# Thought I'd spoil you all with some updated kitten pictures :)



## alal332 (Jan 13, 2010)

Nearly 5 weeks old, and they are amazing. Here's he girl


----------



## alal332 (Jan 13, 2010)

Here's the boys


----------



## alal332 (Jan 13, 2010)

And again boy


----------



## catcoonz (Aug 4, 2012)

:001_wub::001_wub::001_wub:

Oh my, what gorgeous babies, they are so stunning. xx


----------



## alal332 (Jan 13, 2010)

Thanks Hun, their getting very cheeky now


----------



## kateh8888 (Aug 9, 2011)

Cute


----------



## PetloverJo (Nov 4, 2011)

Gorgeous,:001_wub::001_wub:

I love the spilt nose on the little girly.


----------



## spid (Nov 4, 2008)

Gorgeous pics but wasn't expect to do yoga so early on in the morning!


----------



## colliemerles (Nov 2, 2007)

_what pretty babies, are you keeping one, I think the little girl is my fav._


----------



## alal332 (Jan 13, 2010)

Haha I have no idea why they all uploaded in that rotation they were the right way around on my ipad! Not sure yet, we do absolutely love the girl, plus her colouring is stunning. But I have a major attachment to the smallest boy who I had to hand feed for the first week or two. And darling husband has said it's either him or more cats :001_tongue:


----------



## lymorelynn (Oct 4, 2008)

Very cute :001_wub:


----------



## colliemerles (Nov 2, 2007)

alal332 said:


> Haha I have no idea why they all uploaded in that rotation they were the right way around on my ipad! Not sure yet, we do absolutely love the girl, plus her colouring is stunning. But I have a major attachment to the smallest boy who I had to hand feed for the first week or two. And darling husband has said it's either him or more cats :001_tongue:


_so is your husband packing then.....:w00t:,,,:001_tongue:_


----------



## Cosmills (Oct 3, 2012)

I would go with more cats ... Simple lol


----------



## alal332 (Jan 13, 2010)

Hahaha I like the way you guys think... Don't worry, I'm working on it


----------



## wicket (Aug 22, 2012)

alal332 said:


> Haha I have no idea why they all uploaded in that rotation they were the right way around on my ipad! Not sure yet, we do absolutely love the girl, plus her colouring is stunning. But I have a major attachment to the smallest boy who I had to hand feed for the first week or two. And darling husband has said it's either him or more cats :001_tongue:


You need to work a bit harder on training him, and find a trade off - mine knows if he doesnt count my cats I wont count his golf days and trips :wink5::wink5:


----------



## Paddypaws (May 4, 2010)

Oh gosh, split nose bi-colour....swoon!


----------



## alal332 (Jan 13, 2010)

Here's our girl again


----------



## jill3 (Feb 18, 2009)

Beautiful Babies. I would keep the lot!! 
I suppose that's why I don't breed


----------



## moggiemum (Mar 28, 2013)

girly is so cute she almost dosen't look real...adorrrrrrrrable


----------



## jaycee05 (Sep 24, 2012)

Beautiful, i love the little girl too, but all are gorgeous


----------



## alal332 (Jan 13, 2010)

Sorry haven't been on in a while it gets kind of busy with two children one dog 2 cats and 3 kittens ha.
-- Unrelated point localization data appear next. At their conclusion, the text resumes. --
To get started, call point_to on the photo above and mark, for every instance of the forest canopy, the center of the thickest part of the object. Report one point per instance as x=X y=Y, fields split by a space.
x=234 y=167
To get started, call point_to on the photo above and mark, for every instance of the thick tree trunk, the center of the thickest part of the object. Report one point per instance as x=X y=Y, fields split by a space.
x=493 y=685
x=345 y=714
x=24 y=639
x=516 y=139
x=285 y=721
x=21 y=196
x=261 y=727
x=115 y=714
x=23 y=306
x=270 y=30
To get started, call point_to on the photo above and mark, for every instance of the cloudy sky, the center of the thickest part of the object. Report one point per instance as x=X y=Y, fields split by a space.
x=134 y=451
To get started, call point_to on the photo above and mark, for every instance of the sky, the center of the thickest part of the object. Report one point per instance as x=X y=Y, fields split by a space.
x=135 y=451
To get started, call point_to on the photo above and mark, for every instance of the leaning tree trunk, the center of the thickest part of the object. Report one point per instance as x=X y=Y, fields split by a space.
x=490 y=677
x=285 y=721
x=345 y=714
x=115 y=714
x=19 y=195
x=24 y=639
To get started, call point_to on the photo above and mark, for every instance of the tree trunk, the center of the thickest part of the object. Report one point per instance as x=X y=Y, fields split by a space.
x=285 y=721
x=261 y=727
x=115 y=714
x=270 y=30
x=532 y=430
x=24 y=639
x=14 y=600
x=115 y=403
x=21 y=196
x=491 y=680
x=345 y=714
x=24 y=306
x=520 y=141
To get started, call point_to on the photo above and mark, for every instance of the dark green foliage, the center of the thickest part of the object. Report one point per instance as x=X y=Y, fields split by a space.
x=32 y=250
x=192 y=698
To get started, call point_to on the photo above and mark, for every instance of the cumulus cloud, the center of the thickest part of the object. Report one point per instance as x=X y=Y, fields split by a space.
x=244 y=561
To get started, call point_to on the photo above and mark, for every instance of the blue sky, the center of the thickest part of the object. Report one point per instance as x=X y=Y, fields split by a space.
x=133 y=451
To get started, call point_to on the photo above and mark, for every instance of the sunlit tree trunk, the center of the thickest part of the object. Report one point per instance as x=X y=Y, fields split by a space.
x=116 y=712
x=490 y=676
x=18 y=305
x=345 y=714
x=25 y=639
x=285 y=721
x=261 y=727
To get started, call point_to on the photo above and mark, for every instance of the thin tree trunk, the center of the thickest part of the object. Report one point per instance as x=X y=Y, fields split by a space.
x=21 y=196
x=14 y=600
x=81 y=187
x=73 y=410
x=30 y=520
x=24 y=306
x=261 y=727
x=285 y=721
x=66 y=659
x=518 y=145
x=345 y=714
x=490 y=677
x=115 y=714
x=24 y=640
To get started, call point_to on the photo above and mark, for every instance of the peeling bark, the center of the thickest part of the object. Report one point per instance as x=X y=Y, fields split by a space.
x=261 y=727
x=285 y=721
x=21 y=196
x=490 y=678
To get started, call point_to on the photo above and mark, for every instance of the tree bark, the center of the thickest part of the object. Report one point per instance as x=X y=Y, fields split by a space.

Here's the gorgeous ones I have to do the pictures sepetrate as it will only allow one photo a time. Here's our girly.


----------



## alal332 (Jan 13, 2010)

Here's the smallest little boy. The one who caused me a lot of worry by dropping weight for a week and needed some help with hand feeding.


----------



## alal332 (Jan 13, 2010)

And here's our other lovely little boy


----------



## Time flies (Jul 23, 2013)

They are cuties!


----------



## sskmick (Feb 4, 2008)

They are all gorgeous, although I have a soft spot for the smallest boy.

Gowd I am going to have to move off the breeding thread, there are now two kittens I am pining for 6 month old Jersey and your little boy. 

Hubby would deffo leave if I were to bring another pet home.


----------



## dagny0823 (Oct 20, 2009)

They are just stunning. I can't seem to find this anywhere, although I looked before asking a dumb question---are they Ragdolls?


----------



## moggiemum (Mar 28, 2013)

beautiful


----------



## alal332 (Jan 13, 2010)

Ha yes they are ragdolls. And they are all very beautiful. The smallest is also the most cheeky one. He is so crazy and cute. They are all crazy and cute but the smallest is definitely the craziest. He's caught up on his weight though. The girl was always the biggest but now the middle ones is the biggest at 970grams the girl is 920 grams and the smallest has caught up a lot and is 820 grams. He always used to be 200 grams behind so he's doing well.


----------



## dagny0823 (Oct 20, 2009)

The little one is the cutest from the pictures (as if you can really pick a "cutest", but still). It makes him cuter knowing he's such a character.


----------